Relative volumes of three tissues were calculated and stored in RV matrix. The formula to calculate relative volumes is shown as below:
\(Relative\ Volume_{Tissue}=\ \frac{Absolute\ Volume\ _{Tissue}\ }{Absolute\ Volume_{Overall\ brain}}\ \)
For convenience of following model building all relative data was stored in the RV matrix, such as subject IDs, gender codes, age, and three relative volumes.

Volume-based Gender Classification and Cross-validation

Dataset of 652 subjects was splited into two equally sized sets (X1, y1) and (X2, y2), which were used in training and testing in an alternating way, thus each set was used as (Xtrain, ytrain) and (Xtest, ytest) exactly once. Here in this report, a 2-fold RepeatedStratifiedKFold cross-validation method was used to split the dataset. Through this way, two classification models were fitted by training dataset and compared to validate each other. Cross-validation was also used in optimizing parameters when fitting supervector classifier (SVC). Method which computes area under ROC curve and Classification Report method which computes precision, recall, f1-score and support were performed to evaluate the average accuracy of different methods.
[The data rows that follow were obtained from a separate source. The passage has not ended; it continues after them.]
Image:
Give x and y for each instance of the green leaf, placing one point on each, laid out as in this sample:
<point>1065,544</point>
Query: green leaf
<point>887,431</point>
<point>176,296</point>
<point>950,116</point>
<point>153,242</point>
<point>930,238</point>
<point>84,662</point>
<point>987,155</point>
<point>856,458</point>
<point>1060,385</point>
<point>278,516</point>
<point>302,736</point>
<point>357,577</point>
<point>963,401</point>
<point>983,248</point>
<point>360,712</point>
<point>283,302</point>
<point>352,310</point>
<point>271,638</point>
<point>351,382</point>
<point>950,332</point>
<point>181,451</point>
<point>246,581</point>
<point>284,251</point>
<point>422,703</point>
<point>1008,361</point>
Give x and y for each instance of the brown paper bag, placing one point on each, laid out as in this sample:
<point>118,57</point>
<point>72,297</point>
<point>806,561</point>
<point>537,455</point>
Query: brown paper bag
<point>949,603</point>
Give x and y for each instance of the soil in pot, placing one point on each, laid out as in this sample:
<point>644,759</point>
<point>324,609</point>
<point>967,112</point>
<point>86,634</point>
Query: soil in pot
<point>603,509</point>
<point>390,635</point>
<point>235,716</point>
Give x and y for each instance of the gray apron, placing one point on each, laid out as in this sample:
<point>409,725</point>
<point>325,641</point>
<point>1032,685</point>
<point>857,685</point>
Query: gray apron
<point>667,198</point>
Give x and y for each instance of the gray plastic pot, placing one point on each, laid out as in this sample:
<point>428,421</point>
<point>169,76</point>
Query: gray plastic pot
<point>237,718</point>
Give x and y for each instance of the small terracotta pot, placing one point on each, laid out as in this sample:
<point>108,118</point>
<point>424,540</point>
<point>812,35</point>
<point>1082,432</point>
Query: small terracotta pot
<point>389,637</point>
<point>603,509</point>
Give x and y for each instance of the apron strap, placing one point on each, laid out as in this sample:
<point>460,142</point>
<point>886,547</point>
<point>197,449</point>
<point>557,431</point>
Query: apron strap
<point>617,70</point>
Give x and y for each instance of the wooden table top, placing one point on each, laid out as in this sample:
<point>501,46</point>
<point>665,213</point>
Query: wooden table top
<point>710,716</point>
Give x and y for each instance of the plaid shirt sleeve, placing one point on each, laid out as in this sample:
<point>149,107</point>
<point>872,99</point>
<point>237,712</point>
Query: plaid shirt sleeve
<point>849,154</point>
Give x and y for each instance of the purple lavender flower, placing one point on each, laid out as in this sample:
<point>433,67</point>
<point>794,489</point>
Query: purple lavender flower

To sum, four classifiers were trained and tested in the experiment, including Linear SVC, SVC(kernal=Linear/RBF/Polynomial), Stochastic Gradient Descent (SGD) and Decision Tree. 

Image-based classification using Greymatter Maps

Greymatter maps were smoothed with gaussian filter and then downsampled to reduce dimensionality before PCA. In this report, Discrete Gaussian method was used to smooth greymatter maps. Then the smoothed maps were downsampled by a factore of two. The preprocessed maps were stored in a big matrix with features of each sample in one row. Dataset of 652 subjects was splited into two equally sized sets according to cross-validation method same as above described. Then PCA was performed to reduce dimensionality and extract principal feature components. Cross-validation was also used in optimizing parameters when fitting supervector classifier (SVC). Method which computes area under ROC curve and Classification Report method which computes precision, recall, f1-score and support were performed to evaluate the average accuracy of different methods. To sum, four classifiers were trained and tested in the experiment, including Linear SVC, SVC(kernal=Linear/RBF/Polynomial), Stochastic Gradient Descent (SGD) and Decision Tree. 

Results

Best Paramters for SVC

Grid Search Cross Validation method was performed to search for best parameters of SVC models trained by both relative volume features and principal greymatter map features.  Best parameters set of {'C':1, 'gamma': 0.001, 'kernel': 'rbf'} was found when training SVC by CSF relative volume, GM relative volume, and WM relative volume feature, which was also validated by cross-validation. Best parameters set of {'C':10, 'gamma': 0.001, 'kernel': 'rbf'} was found when training SVC by CSF relative volume, GM relative volume, and WM relative volume feature, which was also validated by cross-validation. Details could be checked by source code file attached to the report.